Le Conclusioni: Implicazioni Pratiche
La sentenza consolida un importante principio di diritto e di civiltà: non può esserci spazio per l’impunità per chi sfrutta la disperazione umana in mare. La Corte di Cassazione invia un messaggio chiaro: condotte che, dietro l’apparenza di un soccorso, celano violenza, coercizione e spoliazione dei beni di persone vulnerabili, costituiscono pirateria in mare. Questa qualificazione giuridica non solo permette di applicare sanzioni severe, ma, cosa ancora più importante, fonda la competenza universale dello Stato a perseguire tali crimini, garantendo che i responsabili siano portati davanti alla giustizia, ovunque il reato sia stato commesso.
Un atto commesso in acque internazionali può essere giudicato in Italia?
Sì, se l’atto si qualifica come pirateria. Secondo la sentenza, il delitto di pirateria, che include atti di depredazione e violenza privata in mare, è un crimine che permette la giurisdizione del giudice italiano anche se commesso fuori dal mare territoriale, come previsto dall’art. 7 n. 5 del codice penale.
Qual è la differenza tra una richiesta di compenso per un soccorso e la pirateria?
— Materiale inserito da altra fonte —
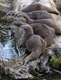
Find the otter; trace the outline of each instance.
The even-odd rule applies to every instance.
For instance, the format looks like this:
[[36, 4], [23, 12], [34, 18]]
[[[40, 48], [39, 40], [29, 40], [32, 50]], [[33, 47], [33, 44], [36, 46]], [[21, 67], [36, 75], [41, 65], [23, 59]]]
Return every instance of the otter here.
[[39, 19], [39, 20], [33, 20], [33, 23], [42, 23], [42, 24], [46, 24], [49, 27], [52, 27], [55, 29], [55, 33], [56, 34], [61, 34], [61, 27], [58, 26], [55, 21], [51, 20], [51, 19]]
[[[23, 22], [21, 22], [19, 24], [18, 21], [15, 21], [16, 25], [14, 25], [14, 22], [10, 24], [10, 29], [11, 29], [11, 36], [13, 36], [14, 38], [14, 41], [15, 41], [15, 50], [17, 51], [18, 54], [21, 53], [21, 48], [20, 47], [20, 44], [23, 43], [23, 35], [24, 35], [24, 30], [21, 29], [21, 31], [19, 31], [19, 26], [21, 25], [25, 25]], [[25, 47], [23, 47], [24, 50]]]
[[33, 20], [25, 12], [19, 12], [15, 15], [15, 17], [18, 17], [18, 18], [23, 17], [24, 19], [26, 19], [25, 23], [28, 23], [28, 24], [33, 22]]
[[47, 11], [44, 10], [36, 10], [36, 11], [32, 11], [27, 13], [27, 15], [31, 18], [31, 19], [52, 19], [52, 16], [50, 15], [50, 13], [48, 13]]
[[30, 5], [28, 5], [27, 7], [23, 8], [21, 11], [28, 13], [28, 12], [32, 12], [32, 11], [36, 11], [36, 10], [45, 10], [49, 13], [59, 14], [58, 11], [55, 11], [49, 7], [46, 7], [42, 4], [40, 4], [40, 2], [33, 2]]
[[46, 43], [39, 35], [35, 35], [33, 33], [33, 29], [30, 25], [28, 25], [28, 24], [22, 25], [22, 26], [20, 26], [20, 28], [23, 28], [25, 30], [23, 42], [25, 42], [26, 49], [29, 52], [31, 52], [25, 58], [25, 64], [26, 64], [29, 61], [32, 61], [32, 60], [38, 58], [42, 53], [45, 52]]
[[20, 38], [19, 27], [15, 26], [15, 25], [12, 25], [12, 24], [10, 24], [9, 27], [11, 29], [12, 36], [15, 36], [15, 39], [16, 39], [16, 42], [17, 42], [17, 40]]
[[[19, 48], [25, 47], [29, 52], [31, 52], [25, 58], [24, 64], [27, 64], [29, 61], [32, 61], [32, 60], [38, 58], [42, 53], [45, 52], [46, 42], [39, 35], [34, 34], [33, 29], [30, 25], [25, 24], [20, 27], [17, 27], [14, 25], [11, 27], [11, 29], [14, 32], [14, 36], [17, 38], [16, 42], [19, 44], [17, 46]], [[19, 35], [19, 37], [16, 36], [18, 34], [18, 32], [19, 33], [21, 32], [21, 29], [24, 30], [22, 43], [20, 42], [20, 35]], [[18, 42], [18, 40], [19, 40], [19, 42]]]
[[22, 26], [22, 25], [26, 25], [26, 23], [24, 22], [20, 22], [20, 21], [14, 21], [10, 24], [10, 29], [12, 31], [12, 33], [14, 34], [15, 36], [15, 39], [16, 39], [16, 43], [17, 41], [20, 39], [20, 31], [19, 31], [19, 27]]
[[[19, 15], [17, 15], [19, 13], [14, 12], [14, 11], [9, 11], [6, 15], [5, 15], [5, 19], [7, 20], [11, 20], [11, 22], [13, 21], [21, 21], [21, 22], [26, 22], [26, 19], [24, 17], [20, 17]], [[16, 16], [17, 15], [17, 16]]]
[[5, 15], [5, 17], [7, 17], [7, 16], [15, 16], [17, 14], [17, 12], [15, 12], [15, 11], [9, 11], [6, 15]]
[[[15, 21], [12, 23], [12, 25], [17, 27], [20, 27], [26, 24], [27, 23], [18, 22], [18, 21]], [[53, 40], [55, 37], [54, 28], [51, 28], [48, 25], [42, 24], [42, 23], [33, 23], [31, 24], [31, 27], [34, 31], [34, 34], [41, 36], [45, 40], [47, 47], [54, 43], [54, 40]]]
[[47, 47], [54, 43], [55, 30], [46, 24], [33, 23], [31, 24], [34, 34], [41, 36], [46, 42]]
[[26, 19], [26, 23], [28, 23], [30, 25], [33, 23], [46, 24], [49, 27], [54, 28], [56, 34], [61, 34], [61, 27], [58, 26], [53, 19], [37, 19], [37, 20], [34, 20], [34, 19], [31, 19], [26, 13], [23, 13], [23, 12], [19, 12], [18, 14], [16, 14], [16, 16], [23, 17], [24, 19]]
[[46, 24], [49, 27], [52, 27], [55, 29], [55, 33], [56, 34], [61, 34], [61, 27], [57, 25], [57, 23], [55, 23], [54, 20], [52, 19], [37, 19], [37, 20], [33, 20], [31, 19], [26, 13], [23, 12], [19, 12], [18, 14], [15, 15], [15, 17], [19, 16], [19, 18], [25, 19], [25, 23], [28, 24], [32, 24], [32, 23], [42, 23], [42, 24]]

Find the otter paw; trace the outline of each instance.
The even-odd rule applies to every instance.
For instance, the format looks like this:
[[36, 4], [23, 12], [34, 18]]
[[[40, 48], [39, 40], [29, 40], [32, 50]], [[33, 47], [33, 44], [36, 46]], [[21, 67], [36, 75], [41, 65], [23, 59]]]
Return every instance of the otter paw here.
[[25, 64], [25, 65], [26, 65], [26, 64], [28, 64], [28, 63], [29, 63], [29, 61], [30, 61], [30, 60], [29, 60], [29, 58], [28, 58], [28, 57], [26, 57], [26, 58], [25, 58], [25, 60], [24, 60], [24, 64]]

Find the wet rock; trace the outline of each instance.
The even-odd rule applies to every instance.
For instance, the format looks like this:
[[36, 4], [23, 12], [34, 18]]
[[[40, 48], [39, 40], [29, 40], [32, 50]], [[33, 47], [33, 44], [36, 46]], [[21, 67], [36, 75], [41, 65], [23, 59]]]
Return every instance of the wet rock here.
[[20, 48], [19, 52], [9, 27], [1, 25], [0, 28], [0, 58], [14, 59], [22, 56], [25, 53], [25, 49]]
[[6, 40], [6, 34], [0, 32], [0, 42], [4, 42]]
[[56, 48], [61, 48], [61, 36], [55, 38], [55, 46]]
[[15, 12], [21, 11], [23, 8], [34, 2], [35, 0], [14, 0], [13, 10]]
[[14, 18], [12, 18], [12, 17], [1, 17], [0, 18], [0, 23], [1, 24], [10, 24], [10, 23], [12, 23], [14, 21]]
[[11, 61], [1, 61], [0, 73], [14, 77], [14, 79], [33, 78], [32, 75], [29, 74], [28, 68], [26, 68], [26, 66], [21, 66], [20, 61], [20, 58]]
[[[59, 37], [59, 38], [58, 38]], [[57, 36], [55, 38], [55, 44], [52, 45], [47, 49], [47, 52], [38, 59], [30, 62], [27, 65], [23, 64], [23, 61], [25, 57], [27, 56], [26, 54], [23, 54], [21, 57], [17, 59], [0, 59], [1, 63], [1, 74], [5, 74], [6, 76], [11, 76], [14, 79], [32, 79], [34, 76], [42, 76], [45, 73], [48, 73], [50, 71], [50, 66], [49, 66], [49, 57], [51, 56], [52, 58], [56, 56], [56, 52], [59, 52], [59, 55], [61, 54], [61, 49], [60, 45], [60, 38], [61, 36]], [[57, 49], [57, 50], [56, 50]], [[22, 49], [23, 50], [23, 49]], [[55, 52], [56, 51], [56, 52]], [[23, 53], [23, 52], [22, 52]], [[12, 65], [11, 65], [12, 64]]]
[[7, 13], [11, 10], [12, 0], [0, 0], [0, 12]]
[[61, 36], [56, 36], [55, 44], [47, 50], [50, 56], [50, 65], [54, 69], [60, 69], [61, 66]]
[[50, 59], [50, 65], [52, 66], [52, 68], [54, 69], [59, 69], [60, 67], [60, 60], [57, 57], [53, 57]]

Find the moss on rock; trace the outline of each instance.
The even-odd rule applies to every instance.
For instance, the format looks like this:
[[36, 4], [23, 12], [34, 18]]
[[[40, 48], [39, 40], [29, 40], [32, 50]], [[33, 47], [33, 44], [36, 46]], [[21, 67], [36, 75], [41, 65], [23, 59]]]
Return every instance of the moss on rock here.
[[53, 58], [50, 59], [50, 65], [55, 69], [59, 69], [60, 60], [57, 57], [53, 57]]

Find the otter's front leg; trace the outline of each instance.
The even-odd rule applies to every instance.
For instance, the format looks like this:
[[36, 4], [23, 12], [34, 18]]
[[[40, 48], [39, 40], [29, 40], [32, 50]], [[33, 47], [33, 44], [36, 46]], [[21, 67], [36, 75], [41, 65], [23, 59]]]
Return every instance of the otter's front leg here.
[[41, 55], [41, 49], [35, 49], [24, 60], [24, 64], [28, 64], [30, 61], [37, 59]]
[[16, 46], [17, 46], [18, 48], [25, 47], [25, 42], [23, 41], [23, 39], [20, 38], [20, 39], [17, 41]]

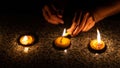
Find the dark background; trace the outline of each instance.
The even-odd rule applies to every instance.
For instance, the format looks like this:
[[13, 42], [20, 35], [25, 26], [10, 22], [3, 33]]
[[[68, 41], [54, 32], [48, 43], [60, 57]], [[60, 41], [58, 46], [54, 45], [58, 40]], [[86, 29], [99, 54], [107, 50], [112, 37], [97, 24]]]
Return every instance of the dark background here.
[[[55, 0], [57, 1], [57, 0]], [[59, 1], [59, 0], [58, 0]], [[67, 1], [67, 0], [66, 0]], [[58, 4], [63, 5], [63, 0]], [[68, 1], [67, 8], [80, 8], [84, 9], [96, 9], [99, 6], [104, 6], [112, 0], [70, 0]], [[56, 3], [54, 0], [2, 0], [0, 1], [0, 14], [8, 15], [41, 15], [41, 8], [44, 4]], [[62, 6], [65, 7], [65, 6]], [[72, 11], [72, 10], [70, 10]]]

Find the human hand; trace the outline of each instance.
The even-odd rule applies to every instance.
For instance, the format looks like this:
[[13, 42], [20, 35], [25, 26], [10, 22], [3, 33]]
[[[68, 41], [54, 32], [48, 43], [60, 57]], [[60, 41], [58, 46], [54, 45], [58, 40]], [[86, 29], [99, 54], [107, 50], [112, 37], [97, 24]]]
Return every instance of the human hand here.
[[46, 21], [51, 24], [64, 24], [62, 20], [62, 14], [59, 13], [59, 10], [53, 5], [45, 5], [42, 9], [43, 16]]
[[86, 32], [95, 25], [94, 18], [90, 16], [90, 13], [87, 12], [84, 15], [82, 14], [83, 13], [80, 12], [79, 18], [77, 18], [77, 13], [75, 13], [75, 16], [72, 20], [72, 25], [69, 29], [67, 29], [67, 32], [70, 33], [72, 36], [76, 36], [80, 32]]

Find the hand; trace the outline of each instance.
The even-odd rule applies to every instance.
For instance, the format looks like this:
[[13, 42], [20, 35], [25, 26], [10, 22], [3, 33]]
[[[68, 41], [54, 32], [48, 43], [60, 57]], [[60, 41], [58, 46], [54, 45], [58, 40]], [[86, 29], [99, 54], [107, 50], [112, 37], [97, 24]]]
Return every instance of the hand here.
[[[51, 8], [50, 8], [51, 7]], [[64, 24], [62, 20], [62, 14], [59, 14], [59, 11], [55, 8], [55, 6], [45, 5], [42, 9], [43, 16], [46, 21], [51, 24]]]
[[[80, 12], [79, 18], [77, 21], [77, 13], [75, 13], [75, 16], [72, 20], [72, 25], [69, 29], [67, 29], [67, 32], [70, 33], [72, 36], [78, 35], [80, 32], [86, 32], [90, 30], [94, 25], [95, 21], [92, 16], [87, 12], [85, 15], [82, 15], [83, 13]], [[83, 16], [83, 19], [81, 18]]]

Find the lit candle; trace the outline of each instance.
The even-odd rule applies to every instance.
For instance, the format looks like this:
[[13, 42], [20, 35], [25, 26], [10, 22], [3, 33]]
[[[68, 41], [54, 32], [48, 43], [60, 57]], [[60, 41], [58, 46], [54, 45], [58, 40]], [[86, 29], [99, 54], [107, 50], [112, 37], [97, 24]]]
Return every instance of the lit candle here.
[[34, 43], [35, 39], [31, 35], [23, 35], [20, 37], [19, 41], [22, 45], [31, 45]]
[[55, 39], [54, 44], [58, 48], [67, 48], [70, 46], [70, 39], [66, 36], [68, 33], [66, 33], [66, 29], [64, 29], [62, 36]]
[[94, 39], [90, 42], [90, 47], [93, 50], [102, 50], [105, 48], [105, 43], [101, 40], [100, 32], [97, 29], [97, 39]]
La differenza risiede nella violenza e nella coartazione. La Corte chiarisce che non si tratta di una semplice richiesta di compenso quando gli autori dell’atto prima si impossessano dell’unico motore dell’imbarcazione, abbandonano le persone in alto mare in uno stato di disperazione, e solo dopo chiedono denaro, creando così una situazione di costringimento psichico assoluto che non lascia ai migranti alcuna possibilità di scelta.
Cosa si intende per “atti di depredazione” secondo la Cassazione?
La Corte afferma che la nozione di “atti di depredazione”, ai sensi dell’art. 1135 del codice della navigazione, è molto ampia e ricomprende tutte le ipotesi di spossessamento violento di beni altrui, indipendentemente dal fatto che la condotta si configuri tecnicamente come rapina o come estorsione.